The pope also called on priests and brothers to "not be ashamed to denounce" one of their confreres if an abuse is known because they must "protect the others."
"Please, I ask of you this: zero tolerance. You cannot solve this with a transfer (and say), 'Ah, I'll move him from this continent to the other continent.' No!" the pope said.
Francis said he interrupted his traditional July break from meetings to gather with the three orders because religious life "is so important in the church, but there isn't always time and indeed, in this vacation holiday, it is usually closed. But for you it has been opened."
Giving special recognition to the Basilian Fathers, an Eastern-Catholic order whose members work primarily in Ukraine and eastern Europe, the pope expressed his closeness with the congregation's members "in this moment of martyrdom for your homeland."

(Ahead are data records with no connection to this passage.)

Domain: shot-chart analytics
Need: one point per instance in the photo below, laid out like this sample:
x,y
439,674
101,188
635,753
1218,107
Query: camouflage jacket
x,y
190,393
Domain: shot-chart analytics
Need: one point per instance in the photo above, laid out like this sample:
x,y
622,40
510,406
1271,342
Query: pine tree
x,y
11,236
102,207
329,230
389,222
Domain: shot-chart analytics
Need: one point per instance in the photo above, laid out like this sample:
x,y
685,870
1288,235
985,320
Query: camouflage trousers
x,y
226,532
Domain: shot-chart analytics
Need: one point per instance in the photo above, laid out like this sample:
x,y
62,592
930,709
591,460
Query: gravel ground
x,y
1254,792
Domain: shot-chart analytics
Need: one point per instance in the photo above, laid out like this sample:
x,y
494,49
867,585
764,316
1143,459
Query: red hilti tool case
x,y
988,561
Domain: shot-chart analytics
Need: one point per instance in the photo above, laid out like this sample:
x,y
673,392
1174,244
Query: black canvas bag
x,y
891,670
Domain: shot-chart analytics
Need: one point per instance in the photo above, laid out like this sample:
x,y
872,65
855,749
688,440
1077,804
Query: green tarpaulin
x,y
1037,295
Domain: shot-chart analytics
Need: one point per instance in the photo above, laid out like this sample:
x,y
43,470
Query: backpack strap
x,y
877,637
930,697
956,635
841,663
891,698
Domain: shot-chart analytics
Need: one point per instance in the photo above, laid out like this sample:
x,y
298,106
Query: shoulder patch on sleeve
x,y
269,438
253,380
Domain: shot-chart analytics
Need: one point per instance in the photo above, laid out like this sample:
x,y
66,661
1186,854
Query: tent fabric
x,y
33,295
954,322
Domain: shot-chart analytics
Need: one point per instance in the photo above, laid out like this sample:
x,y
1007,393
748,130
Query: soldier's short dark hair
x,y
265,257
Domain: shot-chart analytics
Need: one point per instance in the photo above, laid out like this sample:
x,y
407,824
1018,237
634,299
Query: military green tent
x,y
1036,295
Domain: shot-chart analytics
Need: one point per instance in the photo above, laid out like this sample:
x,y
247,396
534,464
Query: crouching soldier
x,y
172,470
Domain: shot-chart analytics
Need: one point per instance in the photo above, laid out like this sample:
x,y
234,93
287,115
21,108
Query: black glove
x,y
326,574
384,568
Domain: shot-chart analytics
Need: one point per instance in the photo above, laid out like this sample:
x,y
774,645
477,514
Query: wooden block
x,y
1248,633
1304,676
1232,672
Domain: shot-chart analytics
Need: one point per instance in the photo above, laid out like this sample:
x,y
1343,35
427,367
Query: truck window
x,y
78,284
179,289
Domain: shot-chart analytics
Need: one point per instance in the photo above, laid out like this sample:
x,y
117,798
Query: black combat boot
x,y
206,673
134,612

"I would like to tell you that I am close to you, the whole church is close to all of you," the pope said. "We accompany you as we can in your pain."
The pope warned that becoming indifferent to Russia's war on Ukraine and forgetting the suffering of the Ukrainian people were among "the greatest dangers now."
"A few days ago, I saw in the newspaper that the news about the war was on Page 9!" the pope recalled. "This is no longer a problem that is of interest; this is awful."
Francis told the other congregations present to look at their brothers in Ukraine "because they are in martyrdom right now."
"I pray that the Lord has compassion on you and that, in another way, he may be close to you with peace and the gift of peace," the pope said.